途端に、右の翼に激痛が走り、動かせなくなる。
羽ばたきを止めた身体は、崖の下目掛けて頭から真っ逆さまに落ちる。
風を切り、底の見えない暗い奈落へ。
嫌。
嫌だ嫌だ嫌だ嫌だ嫌だ!!
「……や、嫌!」
自分の叫び声で目を覚ます。
血の気が引き、体温が下がっているのか、手の震えが止まらない。
「大丈夫、大丈夫。いまのは夢、ただの夢。本当じゃないし、本当になんてならない」
自分の腕で、身体をぎゅっと抱きしめた。
――――――――――――――――
「さて、と」
下校時刻はとうに過ぎ、日は沈んで、暗闇がゆっくりと、しかし確実に広がる夜八時頃。
都司結は、ひと気のない校舎を背に、通勤してきた格好――白いブラウスに紺色のタイトスカート、低めの黒いパンプス、ストッキング――のまま、大きな黒いボストンバッグを肩にかけ、キャンドル式のランタンを手に、学校の技術棟裏手にある「裏山」の前に立っていた。
生い茂る雑多な常緑樹林を見れば雑木林と呼称するのが正しいようにも考えられるが、木々の間には常時水分を含んだ湿地帯の様な場所もあるので、詳しい知識のない結には、にわかに判別がつかない。ただ、地元の人間や学校関係者はこの一帯を、更に後ろに広がる小高い山と合わせて「裏山」と呼んでいたので、結もそれにならっていた。
結は周囲に人の目が無いことを入念に確認し終えると、点火したランタンで地面を照らした。そこには慣れた者にしか気付けない、小さな獣道がある。
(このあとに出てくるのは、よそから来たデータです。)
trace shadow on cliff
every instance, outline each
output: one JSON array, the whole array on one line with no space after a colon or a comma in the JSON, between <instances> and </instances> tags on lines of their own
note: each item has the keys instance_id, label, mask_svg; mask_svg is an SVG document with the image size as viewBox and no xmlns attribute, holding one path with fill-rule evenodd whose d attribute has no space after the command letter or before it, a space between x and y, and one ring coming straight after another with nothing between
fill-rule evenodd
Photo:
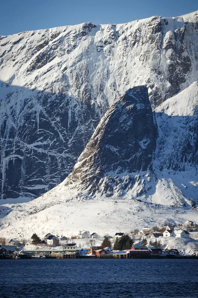
<instances>
[{"instance_id":1,"label":"shadow on cliff","mask_svg":"<svg viewBox=\"0 0 198 298\"><path fill-rule=\"evenodd\" d=\"M1 198L27 197L30 200L59 184L71 172L100 120L100 107L65 94L32 90L2 81L0 94ZM175 173L184 173L188 167L197 165L195 117L169 116L164 113L156 117L163 119L167 129L164 125L164 138L162 135L156 139L151 161L154 165L149 170L154 174L160 173L160 179L165 170L167 179L168 171L176 177ZM187 127L187 133L191 130L189 135L185 136L181 129L179 140L180 135L174 130L177 128L179 133L180 128L173 123ZM175 142L168 142L170 136ZM167 146L171 147L168 150ZM152 181L149 195L155 193L158 178ZM185 196L191 200L194 186L191 182L182 179L178 186L181 188L185 183L189 189L184 190Z\"/></svg>"},{"instance_id":2,"label":"shadow on cliff","mask_svg":"<svg viewBox=\"0 0 198 298\"><path fill-rule=\"evenodd\" d=\"M100 107L0 81L0 198L34 198L72 171Z\"/></svg>"}]
</instances>

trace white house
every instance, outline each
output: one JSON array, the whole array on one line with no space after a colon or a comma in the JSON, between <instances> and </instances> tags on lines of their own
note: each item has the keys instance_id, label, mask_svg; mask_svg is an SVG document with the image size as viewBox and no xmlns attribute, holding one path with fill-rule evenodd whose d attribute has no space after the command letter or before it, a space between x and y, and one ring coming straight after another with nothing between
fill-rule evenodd
<instances>
[{"instance_id":1,"label":"white house","mask_svg":"<svg viewBox=\"0 0 198 298\"><path fill-rule=\"evenodd\" d=\"M116 238L122 238L123 236L124 236L124 233L115 233L113 238L114 239L116 239Z\"/></svg>"},{"instance_id":2,"label":"white house","mask_svg":"<svg viewBox=\"0 0 198 298\"><path fill-rule=\"evenodd\" d=\"M91 238L99 238L99 235L97 233L93 233L91 235Z\"/></svg>"},{"instance_id":3,"label":"white house","mask_svg":"<svg viewBox=\"0 0 198 298\"><path fill-rule=\"evenodd\" d=\"M174 231L175 237L177 238L189 238L189 233L187 231L182 230L176 230Z\"/></svg>"},{"instance_id":4,"label":"white house","mask_svg":"<svg viewBox=\"0 0 198 298\"><path fill-rule=\"evenodd\" d=\"M85 231L84 232L80 232L78 235L79 238L90 238L90 233L88 231Z\"/></svg>"},{"instance_id":5,"label":"white house","mask_svg":"<svg viewBox=\"0 0 198 298\"><path fill-rule=\"evenodd\" d=\"M166 229L167 230L174 230L175 229L175 227L176 227L177 225L176 224L173 225L171 225L170 224L169 224L168 225L167 225L166 227Z\"/></svg>"},{"instance_id":6,"label":"white house","mask_svg":"<svg viewBox=\"0 0 198 298\"><path fill-rule=\"evenodd\" d=\"M18 245L19 244L19 241L17 239L12 239L9 241L10 245Z\"/></svg>"},{"instance_id":7,"label":"white house","mask_svg":"<svg viewBox=\"0 0 198 298\"><path fill-rule=\"evenodd\" d=\"M152 234L145 234L143 236L144 239L146 239L147 240L148 239L150 239L151 237L153 237Z\"/></svg>"},{"instance_id":8,"label":"white house","mask_svg":"<svg viewBox=\"0 0 198 298\"><path fill-rule=\"evenodd\" d=\"M166 230L163 233L163 237L175 237L174 232L173 230Z\"/></svg>"},{"instance_id":9,"label":"white house","mask_svg":"<svg viewBox=\"0 0 198 298\"><path fill-rule=\"evenodd\" d=\"M47 239L48 239L48 238L50 236L52 236L52 234L51 234L50 233L48 233L48 234L47 234L47 235L46 235L44 237L44 240L47 241Z\"/></svg>"},{"instance_id":10,"label":"white house","mask_svg":"<svg viewBox=\"0 0 198 298\"><path fill-rule=\"evenodd\" d=\"M76 252L76 243L67 243L62 245L63 253L70 254Z\"/></svg>"},{"instance_id":11,"label":"white house","mask_svg":"<svg viewBox=\"0 0 198 298\"><path fill-rule=\"evenodd\" d=\"M49 245L53 245L54 244L57 244L57 242L58 241L58 239L55 236L51 235L49 236L48 239L47 240L47 243Z\"/></svg>"},{"instance_id":12,"label":"white house","mask_svg":"<svg viewBox=\"0 0 198 298\"><path fill-rule=\"evenodd\" d=\"M184 224L184 227L195 227L196 224L194 221L186 221Z\"/></svg>"}]
</instances>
その獣道を使って、結はいつものように、裏山の中へと足を踏み入れた。
下草についていた大量の露が、結のパンプスとストッキングを容赦なく濡らし、泥まみれにしていく。昼頃まで雨が降り続いていた影響だ。
構わず十分程獣道を進むと、辺りの木々にしめ縄を張り巡らせた場所まで辿り着く。
結はつま先立ちになり、右手を伸ばして縄を掴んだ。
掴んだ手に力を込め、縄全体に神経を行き渡らせ気配を探る。綻びはなさそうだと判断し、手を離して縄の下をくぐった。
途端にひんやりとした空気が額や頬、腕や足を撫でる。無意識に腕をさすりながら、更に獣道を辿って歩くと、直径3メートル程の拓けた場所に出た。
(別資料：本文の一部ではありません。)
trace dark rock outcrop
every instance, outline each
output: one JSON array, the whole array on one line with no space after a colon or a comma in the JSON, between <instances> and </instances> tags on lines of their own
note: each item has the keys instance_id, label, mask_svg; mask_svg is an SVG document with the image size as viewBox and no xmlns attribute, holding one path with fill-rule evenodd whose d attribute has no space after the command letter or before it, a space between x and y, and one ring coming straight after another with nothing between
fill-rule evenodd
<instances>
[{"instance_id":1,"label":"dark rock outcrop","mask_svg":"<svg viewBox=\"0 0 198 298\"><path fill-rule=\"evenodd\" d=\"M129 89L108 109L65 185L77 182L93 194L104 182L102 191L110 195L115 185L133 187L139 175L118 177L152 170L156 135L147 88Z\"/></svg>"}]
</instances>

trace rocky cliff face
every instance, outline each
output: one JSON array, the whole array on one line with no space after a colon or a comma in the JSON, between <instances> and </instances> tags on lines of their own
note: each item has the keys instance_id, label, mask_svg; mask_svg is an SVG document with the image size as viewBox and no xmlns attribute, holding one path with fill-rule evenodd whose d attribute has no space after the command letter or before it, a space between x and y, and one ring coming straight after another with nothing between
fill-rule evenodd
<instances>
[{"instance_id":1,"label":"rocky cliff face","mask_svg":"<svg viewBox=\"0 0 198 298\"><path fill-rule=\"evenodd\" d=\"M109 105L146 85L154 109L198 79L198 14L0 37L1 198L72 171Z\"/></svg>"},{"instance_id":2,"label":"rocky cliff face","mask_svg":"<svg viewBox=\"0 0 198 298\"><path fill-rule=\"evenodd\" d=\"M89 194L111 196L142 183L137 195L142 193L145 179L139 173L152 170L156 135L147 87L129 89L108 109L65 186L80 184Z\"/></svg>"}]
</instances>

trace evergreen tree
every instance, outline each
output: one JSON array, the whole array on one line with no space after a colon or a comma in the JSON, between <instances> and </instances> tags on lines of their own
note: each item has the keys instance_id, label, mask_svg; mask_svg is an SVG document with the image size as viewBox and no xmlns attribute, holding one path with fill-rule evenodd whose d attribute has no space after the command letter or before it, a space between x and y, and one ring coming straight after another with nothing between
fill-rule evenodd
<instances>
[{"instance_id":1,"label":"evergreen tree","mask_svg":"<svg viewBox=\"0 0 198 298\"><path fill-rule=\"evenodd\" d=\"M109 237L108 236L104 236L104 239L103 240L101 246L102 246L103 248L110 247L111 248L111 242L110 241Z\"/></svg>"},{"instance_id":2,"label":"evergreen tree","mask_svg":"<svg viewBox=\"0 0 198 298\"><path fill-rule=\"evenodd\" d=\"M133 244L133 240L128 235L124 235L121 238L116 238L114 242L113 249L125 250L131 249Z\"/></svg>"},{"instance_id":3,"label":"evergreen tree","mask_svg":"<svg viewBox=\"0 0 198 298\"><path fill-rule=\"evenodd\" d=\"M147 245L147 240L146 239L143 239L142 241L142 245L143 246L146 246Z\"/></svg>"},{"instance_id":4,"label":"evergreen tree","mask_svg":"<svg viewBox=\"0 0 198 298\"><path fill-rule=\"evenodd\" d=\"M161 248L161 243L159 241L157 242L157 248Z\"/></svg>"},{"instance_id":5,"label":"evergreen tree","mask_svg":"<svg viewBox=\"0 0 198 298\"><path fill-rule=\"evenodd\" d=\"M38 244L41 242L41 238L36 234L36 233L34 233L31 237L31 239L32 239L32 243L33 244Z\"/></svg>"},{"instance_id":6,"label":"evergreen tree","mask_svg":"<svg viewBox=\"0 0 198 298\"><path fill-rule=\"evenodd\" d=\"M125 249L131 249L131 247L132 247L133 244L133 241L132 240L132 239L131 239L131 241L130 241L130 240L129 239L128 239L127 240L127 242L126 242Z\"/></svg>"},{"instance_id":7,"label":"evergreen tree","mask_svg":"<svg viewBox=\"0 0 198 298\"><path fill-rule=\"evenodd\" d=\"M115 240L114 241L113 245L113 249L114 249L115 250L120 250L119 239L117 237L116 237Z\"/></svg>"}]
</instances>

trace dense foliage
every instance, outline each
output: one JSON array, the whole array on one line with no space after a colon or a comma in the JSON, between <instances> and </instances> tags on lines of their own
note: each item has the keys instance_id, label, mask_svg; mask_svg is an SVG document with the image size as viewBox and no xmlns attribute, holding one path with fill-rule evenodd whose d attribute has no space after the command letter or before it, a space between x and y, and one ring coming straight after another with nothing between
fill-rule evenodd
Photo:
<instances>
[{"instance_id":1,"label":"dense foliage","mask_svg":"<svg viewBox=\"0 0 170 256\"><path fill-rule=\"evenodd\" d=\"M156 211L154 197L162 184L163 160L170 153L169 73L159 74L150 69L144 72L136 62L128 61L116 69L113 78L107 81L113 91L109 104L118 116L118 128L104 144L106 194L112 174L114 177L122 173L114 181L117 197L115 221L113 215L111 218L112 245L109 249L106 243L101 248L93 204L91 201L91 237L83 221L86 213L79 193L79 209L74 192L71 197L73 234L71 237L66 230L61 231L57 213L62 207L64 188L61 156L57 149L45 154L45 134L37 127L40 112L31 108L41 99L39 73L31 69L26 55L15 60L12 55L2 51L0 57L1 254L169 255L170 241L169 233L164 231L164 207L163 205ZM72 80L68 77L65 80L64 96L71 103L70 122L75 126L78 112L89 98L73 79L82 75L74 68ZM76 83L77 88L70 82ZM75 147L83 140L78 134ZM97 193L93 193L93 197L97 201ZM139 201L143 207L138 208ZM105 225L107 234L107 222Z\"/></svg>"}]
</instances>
バッグとランタンを近くの木の根元に置き、パンプスとストッキングを脱いでバッグの隣に置く。
バッグの中から塩を入れた小さなビニール袋とカップ酒を取り出し、裸足で場所の中央へ。ビニール袋を開いて塩を掴み出し、腕を振って周囲に撒く。
ビニールの残骸を地面に置き、なんとなく、カップ酒を掌で転がす。これを見ると、結はいつもあらぬ妄想に駆られる。
毎日ボストンバッグに入れて持参しているカップ酒を日中の校内で誰かに見られ、騒がれて問題になり、教師をクビになってこの任務を解かれる、という状況。
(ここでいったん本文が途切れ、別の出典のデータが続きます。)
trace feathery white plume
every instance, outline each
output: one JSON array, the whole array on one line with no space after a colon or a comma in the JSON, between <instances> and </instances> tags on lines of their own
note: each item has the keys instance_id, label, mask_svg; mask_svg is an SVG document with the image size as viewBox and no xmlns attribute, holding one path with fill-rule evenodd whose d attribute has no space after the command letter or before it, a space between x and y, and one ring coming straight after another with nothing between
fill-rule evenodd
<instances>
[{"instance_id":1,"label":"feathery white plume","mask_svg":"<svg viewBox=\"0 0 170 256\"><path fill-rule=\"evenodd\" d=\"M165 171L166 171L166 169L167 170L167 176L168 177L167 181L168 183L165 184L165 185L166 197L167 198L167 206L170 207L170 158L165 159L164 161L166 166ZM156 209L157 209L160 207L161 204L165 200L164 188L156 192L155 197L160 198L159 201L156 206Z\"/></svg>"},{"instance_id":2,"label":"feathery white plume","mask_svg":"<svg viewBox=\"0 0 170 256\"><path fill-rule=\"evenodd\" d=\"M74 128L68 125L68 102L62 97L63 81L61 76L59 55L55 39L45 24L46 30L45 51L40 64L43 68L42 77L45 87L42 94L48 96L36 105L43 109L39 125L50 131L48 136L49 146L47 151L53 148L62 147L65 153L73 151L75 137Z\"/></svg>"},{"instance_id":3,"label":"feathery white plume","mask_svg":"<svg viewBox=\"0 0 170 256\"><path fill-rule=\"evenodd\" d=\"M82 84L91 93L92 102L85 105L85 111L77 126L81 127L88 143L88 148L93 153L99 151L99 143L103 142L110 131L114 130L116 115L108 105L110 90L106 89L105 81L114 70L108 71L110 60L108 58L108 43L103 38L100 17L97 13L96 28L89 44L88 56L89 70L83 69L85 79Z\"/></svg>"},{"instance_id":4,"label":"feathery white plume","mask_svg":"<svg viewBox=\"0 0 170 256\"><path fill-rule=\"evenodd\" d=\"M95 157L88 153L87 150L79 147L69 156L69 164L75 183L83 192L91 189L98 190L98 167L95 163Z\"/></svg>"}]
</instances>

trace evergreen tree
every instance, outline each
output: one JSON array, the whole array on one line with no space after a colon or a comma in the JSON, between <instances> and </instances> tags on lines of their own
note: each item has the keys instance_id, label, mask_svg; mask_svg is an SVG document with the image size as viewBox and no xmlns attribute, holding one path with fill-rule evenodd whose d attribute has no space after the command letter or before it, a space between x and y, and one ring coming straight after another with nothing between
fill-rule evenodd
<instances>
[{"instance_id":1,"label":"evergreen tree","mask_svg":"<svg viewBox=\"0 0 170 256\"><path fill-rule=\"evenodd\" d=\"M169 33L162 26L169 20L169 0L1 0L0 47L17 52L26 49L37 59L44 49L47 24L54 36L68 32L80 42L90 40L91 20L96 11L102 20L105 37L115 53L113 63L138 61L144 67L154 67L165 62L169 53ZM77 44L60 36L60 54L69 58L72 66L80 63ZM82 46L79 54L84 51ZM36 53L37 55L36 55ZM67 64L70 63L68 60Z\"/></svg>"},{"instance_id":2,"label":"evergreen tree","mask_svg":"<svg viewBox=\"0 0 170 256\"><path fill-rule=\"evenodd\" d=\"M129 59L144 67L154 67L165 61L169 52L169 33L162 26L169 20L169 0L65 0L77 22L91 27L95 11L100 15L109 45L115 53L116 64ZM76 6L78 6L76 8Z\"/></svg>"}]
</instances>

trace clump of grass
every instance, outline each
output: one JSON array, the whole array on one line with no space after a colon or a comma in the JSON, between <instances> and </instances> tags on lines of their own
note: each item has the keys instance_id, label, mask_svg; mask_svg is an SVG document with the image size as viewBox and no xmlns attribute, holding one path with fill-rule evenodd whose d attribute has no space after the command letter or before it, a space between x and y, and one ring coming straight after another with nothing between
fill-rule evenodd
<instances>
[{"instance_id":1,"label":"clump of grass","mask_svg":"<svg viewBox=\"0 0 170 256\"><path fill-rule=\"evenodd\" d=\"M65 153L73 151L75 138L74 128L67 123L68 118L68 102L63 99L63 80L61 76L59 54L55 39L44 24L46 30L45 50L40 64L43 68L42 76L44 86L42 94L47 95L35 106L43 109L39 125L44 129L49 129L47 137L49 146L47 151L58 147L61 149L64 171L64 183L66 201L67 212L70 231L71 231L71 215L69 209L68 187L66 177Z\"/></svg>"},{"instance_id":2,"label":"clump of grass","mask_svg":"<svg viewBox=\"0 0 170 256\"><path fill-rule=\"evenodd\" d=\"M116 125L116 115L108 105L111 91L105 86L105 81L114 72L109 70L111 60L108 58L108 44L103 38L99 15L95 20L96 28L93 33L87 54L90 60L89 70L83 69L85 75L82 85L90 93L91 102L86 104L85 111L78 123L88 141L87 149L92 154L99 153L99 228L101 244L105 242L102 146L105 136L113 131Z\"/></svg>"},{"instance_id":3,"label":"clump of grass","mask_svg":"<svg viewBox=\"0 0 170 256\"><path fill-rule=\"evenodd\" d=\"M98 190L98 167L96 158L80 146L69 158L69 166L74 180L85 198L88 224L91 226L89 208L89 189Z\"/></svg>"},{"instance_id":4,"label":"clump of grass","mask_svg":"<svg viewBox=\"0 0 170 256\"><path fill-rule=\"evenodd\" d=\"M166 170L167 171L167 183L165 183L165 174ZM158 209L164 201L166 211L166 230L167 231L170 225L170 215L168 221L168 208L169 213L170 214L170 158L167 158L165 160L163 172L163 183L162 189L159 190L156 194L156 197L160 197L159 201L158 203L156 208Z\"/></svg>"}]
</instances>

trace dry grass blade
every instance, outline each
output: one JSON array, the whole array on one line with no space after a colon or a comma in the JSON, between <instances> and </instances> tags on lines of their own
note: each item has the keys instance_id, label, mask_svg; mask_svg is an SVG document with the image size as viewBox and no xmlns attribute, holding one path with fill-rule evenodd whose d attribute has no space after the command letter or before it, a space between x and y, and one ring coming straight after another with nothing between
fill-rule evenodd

いっそのこと、そうなってしまった方が楽かもしれない。
「……冗談」
ふ、と小さく笑った。
あまり粗相をすると、新人の私なんて、学校どころか協会まで追い出されてしまう。
父の反対を押し切ってまで祓い師になった意味が無くなる。一時的に楽にはなっても、一生後悔するだろう。
祓い師として協会に所属するところまで、ようやくたどり着いたというのに。
せめてこの初年度の縛りの任務を終えることができたら、自分で依頼案件をある程度選べるようになる。それまでの辛抱だ。
結は頭を振り、一息吐いた。酒の蓋を開ける。塩と同じく周囲の地面に撒いて、わざと大きな音を立てて手を払った。
ゴミをビニール袋の中に拾い集めてボストンバッグの中に戻し、代わりに扇を引っ張り出す。
場の中央へ戻り、結の実家のある方向に向かって正座。扇を膝の前に置き、その上に両手三つ指を揃えてついて、深々と二度頭を下げる。二度目の礼で、頭を下げたままぴたりと止めた。
「たかまのはらに かむづまります
かむろぎ かむろみの みこともちて
すめみおやかむい いざなぎのおおかみ――」
身禊の大祓を奏上して頭を上げ、二度手を打つ。
最後にもう一度三つ指を揃えてついて頭を下げると、後方から吹く鋭い風音が耳を塞ぎ、全身が粟立つ。身体が震えるが、構わず扇を右手で掴み、立ち上がった。
扇は閉じたまま右腕をまっすぐに伸ばし、大きく深呼吸する。
「かしこみ かしこみも もうさく」
ぐ、と、身体全体が地面に引っ張られる感覚が増す。特に胸の辺りが上から押さえつけられる感じがして、あっという間に息が切れる。額から汗が吹き出し、流れ落ちるのを手の甲で拭う。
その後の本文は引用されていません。